Thursday, 5 June 2008

The Boys are Back in Town

When I think about Swedbank I can’t help thinking that, er, there’s something rotten in the state of Denmark.

Swedbank has one ugly chart. It’s broken down and it looks like there’s nothing below it but empty space.

And the noises off are none too good either. The Riksbank has been displaying some unusual behaviour of late. Two weeks ago it got together with the central banks of Denmark and Norway to bail out the Icelandic Central bank. Now, why would they do that? Unless they felt that a collapse in the Icelandic banks (whose balance sheets are over three times Iceland’s GDP) could set off a systemic crisis through the Scandinavian banking system. Perhaps there are some vulnerabilities among the Scandy banks that we are not, er, fully party to.

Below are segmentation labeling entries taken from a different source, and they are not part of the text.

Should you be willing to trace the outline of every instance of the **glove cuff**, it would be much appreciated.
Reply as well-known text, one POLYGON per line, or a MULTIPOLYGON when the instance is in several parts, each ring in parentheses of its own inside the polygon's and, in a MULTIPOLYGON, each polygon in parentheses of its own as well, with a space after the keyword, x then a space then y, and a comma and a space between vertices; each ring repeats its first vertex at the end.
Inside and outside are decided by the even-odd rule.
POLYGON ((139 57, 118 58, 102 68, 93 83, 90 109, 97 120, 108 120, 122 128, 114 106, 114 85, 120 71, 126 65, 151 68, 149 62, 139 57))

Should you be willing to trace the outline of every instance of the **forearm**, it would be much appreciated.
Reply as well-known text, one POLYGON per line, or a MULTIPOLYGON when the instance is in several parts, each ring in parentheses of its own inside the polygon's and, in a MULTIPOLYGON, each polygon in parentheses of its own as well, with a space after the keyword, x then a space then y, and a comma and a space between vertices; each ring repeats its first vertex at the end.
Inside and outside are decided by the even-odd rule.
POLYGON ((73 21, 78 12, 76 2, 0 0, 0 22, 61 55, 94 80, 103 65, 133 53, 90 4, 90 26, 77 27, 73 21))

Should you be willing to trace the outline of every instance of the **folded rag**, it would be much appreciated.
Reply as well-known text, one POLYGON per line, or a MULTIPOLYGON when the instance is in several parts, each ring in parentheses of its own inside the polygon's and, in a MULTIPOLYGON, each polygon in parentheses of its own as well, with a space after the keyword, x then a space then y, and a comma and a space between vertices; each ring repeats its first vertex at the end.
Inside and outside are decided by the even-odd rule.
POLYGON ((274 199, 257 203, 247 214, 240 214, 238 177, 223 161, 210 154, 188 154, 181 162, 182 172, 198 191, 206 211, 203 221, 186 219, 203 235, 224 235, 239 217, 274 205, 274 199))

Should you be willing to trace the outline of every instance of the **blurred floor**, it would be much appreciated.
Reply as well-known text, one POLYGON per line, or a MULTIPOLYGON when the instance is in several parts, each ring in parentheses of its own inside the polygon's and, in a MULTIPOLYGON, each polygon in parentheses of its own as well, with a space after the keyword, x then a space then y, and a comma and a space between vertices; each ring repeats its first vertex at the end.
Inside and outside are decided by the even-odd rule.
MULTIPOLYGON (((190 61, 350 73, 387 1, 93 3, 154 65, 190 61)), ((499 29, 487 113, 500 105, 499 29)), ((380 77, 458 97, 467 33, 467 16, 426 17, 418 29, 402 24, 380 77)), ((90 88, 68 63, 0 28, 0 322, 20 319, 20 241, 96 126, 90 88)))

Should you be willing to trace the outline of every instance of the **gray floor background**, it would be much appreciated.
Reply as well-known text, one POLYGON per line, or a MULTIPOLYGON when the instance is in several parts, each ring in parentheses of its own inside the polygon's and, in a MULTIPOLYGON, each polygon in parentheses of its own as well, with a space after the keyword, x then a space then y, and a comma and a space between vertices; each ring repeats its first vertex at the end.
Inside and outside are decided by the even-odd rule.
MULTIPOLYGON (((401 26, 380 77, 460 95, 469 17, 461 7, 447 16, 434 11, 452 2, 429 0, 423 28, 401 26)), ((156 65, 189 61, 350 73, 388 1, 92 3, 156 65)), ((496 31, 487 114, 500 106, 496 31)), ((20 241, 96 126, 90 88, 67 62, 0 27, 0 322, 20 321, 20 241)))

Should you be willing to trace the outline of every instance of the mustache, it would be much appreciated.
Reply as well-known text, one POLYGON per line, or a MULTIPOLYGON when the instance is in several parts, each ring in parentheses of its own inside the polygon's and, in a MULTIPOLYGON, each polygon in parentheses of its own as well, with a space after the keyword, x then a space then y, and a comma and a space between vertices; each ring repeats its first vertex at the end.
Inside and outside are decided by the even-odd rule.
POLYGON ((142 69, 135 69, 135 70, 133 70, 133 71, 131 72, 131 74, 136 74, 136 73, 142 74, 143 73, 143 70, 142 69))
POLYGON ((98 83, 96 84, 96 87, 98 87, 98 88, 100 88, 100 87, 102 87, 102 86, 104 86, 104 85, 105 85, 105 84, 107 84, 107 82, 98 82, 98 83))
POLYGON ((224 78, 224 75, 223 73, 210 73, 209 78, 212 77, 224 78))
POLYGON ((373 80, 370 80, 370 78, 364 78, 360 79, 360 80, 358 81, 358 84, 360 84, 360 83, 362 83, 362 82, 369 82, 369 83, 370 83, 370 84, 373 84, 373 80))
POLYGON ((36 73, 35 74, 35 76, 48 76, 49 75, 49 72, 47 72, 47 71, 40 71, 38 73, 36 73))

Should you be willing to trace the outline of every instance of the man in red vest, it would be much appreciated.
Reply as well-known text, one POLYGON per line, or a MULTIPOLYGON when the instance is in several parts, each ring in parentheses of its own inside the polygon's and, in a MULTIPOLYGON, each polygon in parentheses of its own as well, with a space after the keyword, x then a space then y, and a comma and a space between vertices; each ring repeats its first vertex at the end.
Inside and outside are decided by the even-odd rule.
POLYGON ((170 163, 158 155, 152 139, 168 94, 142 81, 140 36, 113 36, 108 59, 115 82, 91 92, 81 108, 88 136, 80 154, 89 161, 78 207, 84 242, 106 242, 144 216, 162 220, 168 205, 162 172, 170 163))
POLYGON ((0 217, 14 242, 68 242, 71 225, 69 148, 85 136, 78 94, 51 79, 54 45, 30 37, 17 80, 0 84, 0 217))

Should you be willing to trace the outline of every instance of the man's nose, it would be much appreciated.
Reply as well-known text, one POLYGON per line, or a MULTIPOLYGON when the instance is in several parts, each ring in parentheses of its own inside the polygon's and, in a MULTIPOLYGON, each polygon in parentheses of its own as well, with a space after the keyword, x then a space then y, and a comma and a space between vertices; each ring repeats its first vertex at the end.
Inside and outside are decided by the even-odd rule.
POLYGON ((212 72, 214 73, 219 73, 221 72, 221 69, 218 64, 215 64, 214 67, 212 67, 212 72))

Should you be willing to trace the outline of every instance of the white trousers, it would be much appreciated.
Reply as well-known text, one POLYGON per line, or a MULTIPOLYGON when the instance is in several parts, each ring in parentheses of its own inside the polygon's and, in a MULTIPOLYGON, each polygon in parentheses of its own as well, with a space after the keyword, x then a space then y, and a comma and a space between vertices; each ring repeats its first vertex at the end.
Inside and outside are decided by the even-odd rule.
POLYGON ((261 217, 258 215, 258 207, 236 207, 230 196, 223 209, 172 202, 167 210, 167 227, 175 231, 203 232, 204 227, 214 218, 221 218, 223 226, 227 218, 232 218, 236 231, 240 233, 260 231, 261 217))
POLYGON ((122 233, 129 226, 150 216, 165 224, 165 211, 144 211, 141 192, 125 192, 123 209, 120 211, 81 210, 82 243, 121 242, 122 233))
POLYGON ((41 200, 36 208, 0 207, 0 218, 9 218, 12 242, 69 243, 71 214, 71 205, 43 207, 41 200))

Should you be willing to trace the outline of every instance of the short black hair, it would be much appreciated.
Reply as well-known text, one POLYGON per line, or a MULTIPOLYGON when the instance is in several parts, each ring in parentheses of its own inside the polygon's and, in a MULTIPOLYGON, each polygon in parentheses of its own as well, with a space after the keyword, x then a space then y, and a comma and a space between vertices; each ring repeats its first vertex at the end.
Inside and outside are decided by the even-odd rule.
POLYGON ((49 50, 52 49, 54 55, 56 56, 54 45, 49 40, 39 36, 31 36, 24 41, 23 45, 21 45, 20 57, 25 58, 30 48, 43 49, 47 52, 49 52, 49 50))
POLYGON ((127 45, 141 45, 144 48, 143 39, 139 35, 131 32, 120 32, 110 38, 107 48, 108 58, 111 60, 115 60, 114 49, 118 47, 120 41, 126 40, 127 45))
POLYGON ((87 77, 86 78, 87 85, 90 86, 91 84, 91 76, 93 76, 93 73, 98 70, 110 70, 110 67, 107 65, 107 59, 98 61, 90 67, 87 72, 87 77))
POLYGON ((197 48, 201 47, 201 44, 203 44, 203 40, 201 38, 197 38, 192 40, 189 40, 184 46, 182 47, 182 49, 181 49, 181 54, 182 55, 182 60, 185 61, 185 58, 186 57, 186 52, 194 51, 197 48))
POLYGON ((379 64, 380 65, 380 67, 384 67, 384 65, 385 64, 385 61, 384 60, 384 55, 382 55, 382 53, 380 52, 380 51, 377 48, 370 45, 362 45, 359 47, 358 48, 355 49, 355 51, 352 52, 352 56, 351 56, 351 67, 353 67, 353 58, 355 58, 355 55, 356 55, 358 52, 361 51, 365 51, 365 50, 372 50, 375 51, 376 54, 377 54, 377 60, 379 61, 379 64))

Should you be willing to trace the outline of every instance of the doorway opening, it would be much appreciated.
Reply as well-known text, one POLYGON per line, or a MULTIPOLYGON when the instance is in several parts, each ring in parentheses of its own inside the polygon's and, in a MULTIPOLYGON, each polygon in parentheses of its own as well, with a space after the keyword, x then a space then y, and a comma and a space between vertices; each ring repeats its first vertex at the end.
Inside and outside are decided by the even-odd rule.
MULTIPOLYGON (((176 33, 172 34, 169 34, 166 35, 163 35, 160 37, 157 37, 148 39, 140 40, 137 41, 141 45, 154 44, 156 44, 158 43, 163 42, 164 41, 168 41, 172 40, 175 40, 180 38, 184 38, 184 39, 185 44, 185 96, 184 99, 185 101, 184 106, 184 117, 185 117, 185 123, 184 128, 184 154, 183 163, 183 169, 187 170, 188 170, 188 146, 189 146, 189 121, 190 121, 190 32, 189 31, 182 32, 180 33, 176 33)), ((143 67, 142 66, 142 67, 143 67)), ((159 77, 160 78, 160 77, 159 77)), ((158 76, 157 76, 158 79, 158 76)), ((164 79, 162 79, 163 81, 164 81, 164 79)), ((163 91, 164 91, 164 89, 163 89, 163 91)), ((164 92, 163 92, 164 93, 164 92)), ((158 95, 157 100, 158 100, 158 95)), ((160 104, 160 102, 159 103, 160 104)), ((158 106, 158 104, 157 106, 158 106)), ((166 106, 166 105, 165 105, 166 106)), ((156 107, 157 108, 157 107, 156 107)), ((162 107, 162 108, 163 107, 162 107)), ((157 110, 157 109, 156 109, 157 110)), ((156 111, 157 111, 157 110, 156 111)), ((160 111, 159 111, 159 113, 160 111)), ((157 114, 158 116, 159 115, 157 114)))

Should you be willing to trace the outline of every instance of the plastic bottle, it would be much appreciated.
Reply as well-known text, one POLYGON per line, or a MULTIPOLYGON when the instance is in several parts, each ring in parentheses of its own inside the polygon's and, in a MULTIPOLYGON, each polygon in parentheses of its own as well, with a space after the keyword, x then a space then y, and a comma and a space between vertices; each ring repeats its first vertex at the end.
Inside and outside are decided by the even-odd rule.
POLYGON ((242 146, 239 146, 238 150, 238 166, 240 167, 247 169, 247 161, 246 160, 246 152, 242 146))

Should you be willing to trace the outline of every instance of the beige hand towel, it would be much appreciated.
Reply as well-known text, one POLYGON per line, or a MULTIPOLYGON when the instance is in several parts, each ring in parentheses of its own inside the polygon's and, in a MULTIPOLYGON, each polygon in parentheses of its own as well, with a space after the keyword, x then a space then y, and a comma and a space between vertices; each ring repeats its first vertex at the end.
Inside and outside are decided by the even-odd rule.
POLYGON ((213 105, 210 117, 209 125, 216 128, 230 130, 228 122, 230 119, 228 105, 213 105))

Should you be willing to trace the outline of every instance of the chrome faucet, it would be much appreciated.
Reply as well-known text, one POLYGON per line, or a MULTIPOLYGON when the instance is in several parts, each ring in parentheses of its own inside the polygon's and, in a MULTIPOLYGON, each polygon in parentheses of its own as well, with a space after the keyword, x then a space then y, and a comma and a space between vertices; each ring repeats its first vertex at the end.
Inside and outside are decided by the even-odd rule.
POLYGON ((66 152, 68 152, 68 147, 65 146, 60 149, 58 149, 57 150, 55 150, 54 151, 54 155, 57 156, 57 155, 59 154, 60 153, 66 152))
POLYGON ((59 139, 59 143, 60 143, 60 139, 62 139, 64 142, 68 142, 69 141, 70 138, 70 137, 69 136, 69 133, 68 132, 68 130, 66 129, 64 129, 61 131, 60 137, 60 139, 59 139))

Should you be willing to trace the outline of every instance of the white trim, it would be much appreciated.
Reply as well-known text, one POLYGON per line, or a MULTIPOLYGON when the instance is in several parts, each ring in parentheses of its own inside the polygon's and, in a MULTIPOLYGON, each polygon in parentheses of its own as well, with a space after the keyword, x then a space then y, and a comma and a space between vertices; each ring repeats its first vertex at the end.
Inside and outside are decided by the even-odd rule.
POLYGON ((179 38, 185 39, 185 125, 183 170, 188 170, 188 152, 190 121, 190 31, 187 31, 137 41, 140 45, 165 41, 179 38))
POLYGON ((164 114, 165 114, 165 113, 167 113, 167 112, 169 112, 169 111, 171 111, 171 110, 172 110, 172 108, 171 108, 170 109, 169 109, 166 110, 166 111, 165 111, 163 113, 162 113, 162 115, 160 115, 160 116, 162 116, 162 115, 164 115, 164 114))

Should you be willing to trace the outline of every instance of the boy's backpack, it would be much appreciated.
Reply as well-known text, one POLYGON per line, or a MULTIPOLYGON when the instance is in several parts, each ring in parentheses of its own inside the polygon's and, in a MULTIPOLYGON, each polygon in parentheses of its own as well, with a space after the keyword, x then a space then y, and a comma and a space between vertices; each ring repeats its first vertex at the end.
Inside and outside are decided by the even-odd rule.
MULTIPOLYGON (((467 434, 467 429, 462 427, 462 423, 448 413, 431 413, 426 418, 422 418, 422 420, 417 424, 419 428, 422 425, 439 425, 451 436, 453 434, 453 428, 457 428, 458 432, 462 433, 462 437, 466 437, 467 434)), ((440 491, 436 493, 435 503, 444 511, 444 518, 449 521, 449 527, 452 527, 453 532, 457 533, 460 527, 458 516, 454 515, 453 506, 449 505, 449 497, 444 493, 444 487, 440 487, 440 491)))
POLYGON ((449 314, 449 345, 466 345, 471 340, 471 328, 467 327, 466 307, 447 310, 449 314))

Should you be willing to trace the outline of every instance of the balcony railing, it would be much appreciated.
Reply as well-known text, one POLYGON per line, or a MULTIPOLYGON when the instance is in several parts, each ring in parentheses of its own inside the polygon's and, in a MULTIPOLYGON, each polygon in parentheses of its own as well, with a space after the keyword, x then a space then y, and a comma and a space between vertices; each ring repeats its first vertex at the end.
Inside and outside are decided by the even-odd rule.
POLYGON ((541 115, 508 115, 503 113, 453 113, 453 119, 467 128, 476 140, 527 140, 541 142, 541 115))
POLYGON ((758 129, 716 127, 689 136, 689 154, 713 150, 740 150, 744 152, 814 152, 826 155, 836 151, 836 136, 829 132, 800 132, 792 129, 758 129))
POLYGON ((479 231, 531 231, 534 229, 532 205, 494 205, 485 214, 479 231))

Then the Riksbank this week warned that Sweden’s banks may be affected by deteriorating global conditions. Severely affected. That is unusual talk for a central bank.

Charlie Munger likes to anticipate self-reinforcing trends. He’s got a name for the time when several good things kick-in all at once; the Lolapalooza effect. He’s also got a knack for getting at how bad management, bad culture and bad thinking can mess up a good business.

Bureaucrats in banks run relative risk. They follow the Maynard Keynes’ dictat that for them ‘it is better to fail conventionally than to succeed unconventionally’. They don’t do it deliberately. They just feel the pressure from their managers. And their managers feel pressure from their shareholders. To outperform their competitors, each quarter. To stay on the dance floor. To be like Chuck.

Now today has been a rough day for my book. I gave up in three hours all the returns of the past week. And those were good returns.

Two things happened. As I’m sure you know, Trichet said that the ECB would likely raise rates. And then Wal-mart’s sales beat expectations. So stocks rose, the dollar fell, and I got whacked.

My own reaction on the ECB was to get an uneasy October 1987 feeling. One day Bernanke goes out on a limb to suggest that the Fed needs to protect the dollar – in part to prevent excessive commodity price gains, and a potential escalation of inflationary expectations. Two days later Trichet ignores the rapid deterioration in Eurozone growth, and the weakened condition of the banks, threatens a rate hike, and precipitates a mini dollar rout.

Shades of Baker’s tête-à-tête with the Bundesbank prior to Black Monday.

What did the market do today in response to Trichet? It bid oil up by $5/bbl. Trichet’s remarks had the effect of raising inflationary pressure, and further risking Euro-area growth.

So, if you ask me, it’s Wal-Mart Schmal-mart. This is the most dangerous time to own stocks since the Bundesbank boys gave Baker a good kicking, one sunny Frankfurt morning in October.